The children at the Children’s Welfare Center at the Yungdrung Bon Monastic Centre in Dolanji, India are back in school after the summer holidays. In school they all learn English. Recently one of the students, Phurba Thinley, whose family lives in Nepal wrote this story about himself that we thought we would share with you.
My name is Phurba Thinley. I am 17 years old. I was born in a remote village called Bijer in Himalayan region in Dolpo District, Nepal in 1993. My father, Gyalpo Lama, was a businessman and the headman of the village. Unfortunately, he passed away when I was just one or two years old. I have never seen his face except some photos. My mother Karma Choedon, is a housewife. After my father’s death, my mother got married with my paternal uncle or one of my father’s brothers, Ngawang Jigma. I have two brothers. Pasang Dhodup, the eldest brother, started his study when he was 6 years old and learned how to reach and write Tibetan in the Samling Monastery, situated near Bijer and one of the oldest Bon monasteries. Now he is in a college in Chandigarh, India. My second brother, Yungdrung Thinley, stayed at home to help the family with my mother. But when he was 15, he understood the meaning of ignorance as he was not able to read and write and he left our home and came to Menri Monastery in Dolanji, India and became a monk. He is in the Bon Dialectic School now.
I started going to a small school in the village when I was 5 years old. There was only one classroom, one teacher and less than 20 students. I used to go to the school during the summer and learned the alphabets of English and Nepali. During spring and autumn, I had to help my uncle, mother and brother in the fields. We had some fields and cattle on which our lives depended. We had many yaks and goats and fields when my father was alive, my mother told me, but after his death we had to sell most of them to support the family and became a poor family.
I started to learn Tibetan when I was about 6 years old in the Samling Monastery under the guidance of one of our relatives who was a monk in the monastery. It was really a hard life for a small child like me to have to work in the fields during autumn and spring and have a chance to got to school for only three months during summer.
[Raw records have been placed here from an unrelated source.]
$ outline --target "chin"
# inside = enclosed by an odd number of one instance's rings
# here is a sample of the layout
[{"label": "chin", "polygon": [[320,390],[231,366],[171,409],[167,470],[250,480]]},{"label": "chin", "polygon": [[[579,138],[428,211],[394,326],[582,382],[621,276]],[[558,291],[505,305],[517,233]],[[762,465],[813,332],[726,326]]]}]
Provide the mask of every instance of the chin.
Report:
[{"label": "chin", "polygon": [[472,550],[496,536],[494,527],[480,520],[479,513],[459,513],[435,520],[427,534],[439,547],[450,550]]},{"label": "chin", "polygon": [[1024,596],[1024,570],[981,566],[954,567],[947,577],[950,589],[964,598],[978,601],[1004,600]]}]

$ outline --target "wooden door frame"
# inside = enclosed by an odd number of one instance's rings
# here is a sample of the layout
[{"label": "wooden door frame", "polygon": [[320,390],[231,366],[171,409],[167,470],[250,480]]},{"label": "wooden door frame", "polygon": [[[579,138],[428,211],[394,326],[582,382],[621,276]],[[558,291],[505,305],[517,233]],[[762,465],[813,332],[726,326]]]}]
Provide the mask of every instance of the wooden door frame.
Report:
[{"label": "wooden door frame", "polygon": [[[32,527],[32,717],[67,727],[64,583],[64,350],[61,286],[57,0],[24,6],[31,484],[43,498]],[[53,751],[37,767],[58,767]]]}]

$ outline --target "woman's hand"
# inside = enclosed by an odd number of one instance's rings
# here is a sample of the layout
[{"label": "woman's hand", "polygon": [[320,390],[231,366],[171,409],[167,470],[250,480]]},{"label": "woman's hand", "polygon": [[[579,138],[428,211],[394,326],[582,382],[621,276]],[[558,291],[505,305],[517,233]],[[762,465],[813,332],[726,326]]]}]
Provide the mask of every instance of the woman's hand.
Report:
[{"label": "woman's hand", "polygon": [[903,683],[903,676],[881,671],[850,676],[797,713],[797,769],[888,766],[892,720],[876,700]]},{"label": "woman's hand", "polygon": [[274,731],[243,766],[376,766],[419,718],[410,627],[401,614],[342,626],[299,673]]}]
In 2000, when I was 7 years old, my uncle and mother decided to take me to India for a broader education as I was just able to read and write the alphabet of Tibetan, English and Nepali. My eldest brother had already gone to India three years before. Then my journey through the Himalayas to India began one evening. When I, my uncle and another man were climbing a hill in front of my village, my mother and some villagers came to us and asked us to stop for a while. My mother handed me some notes and advised me to study hard. I nodded and shed tears to express the sadness of my departure from her. Then we resumed our journey. After walking and climbing hills and mountains in the Himalayas for about a week, we arrived a Dunai. From there we boarded a helicopter to Kathmandu then a bus to Solan, India. In Solan, we had to hire a taxi to Dholanji where the Menri Monastery and my ultimate destination was situated. In Dholanji, I felt very happy and lucky to see His Holiness, the 33rd Menri Trizin Rinpoche, and my eldest brother.
I got admission in the Bon Children’s Welfare Centre, where there were 6 rooms and 96 children living in the centre. Children are getting a modern education in the Central School for Tibetans, Dholanji and religious studies in the monastery. The Bon Children’s Welfare Centre is run under YBMC or YungDrung Bon Monastic Centre, a registered society.
One day I was given the new robe of monk and His Holiness cut my hair and gave me a new name, Phurba Thinley. My name was Tsering Phurba before that. Most of the children in BCWC have come from the Himalayan region and are orphans and semiorphans like me. The construction of a new building had started when I was a new boy and now we have a large building of three floors with two big dormitories, a large prayer hall, a large dining hall and kitchen with modern facilities. I have learned everything I know in this hostel and monastery under the blessing of His Holiness and guidance of the teachers and staff of YBMC and BCWC, except for the alphabets of the three languages I have mentioned above.
I have studied in the Central School for Tibetans, Dholanji, for eleven years and now [as of the date of this writing, September 2010] I am in tenth class. I have been scoring good results/marks in the previous classes in the school. In 2007, when I first got a chance to touch the mouse of a computer, learning computer has become a passion for me and I have decided to be a computer engineer. In 2009, I was made the vice-captain of the school and this year I am the captain.
Today, I am very happy in the centre and I hope I can achieve my ambition of becoming a computer engineer. I am very grateful to His Holiness and my teachers and my eldest brother, who list a light in my life, and my uncle who took me to this place.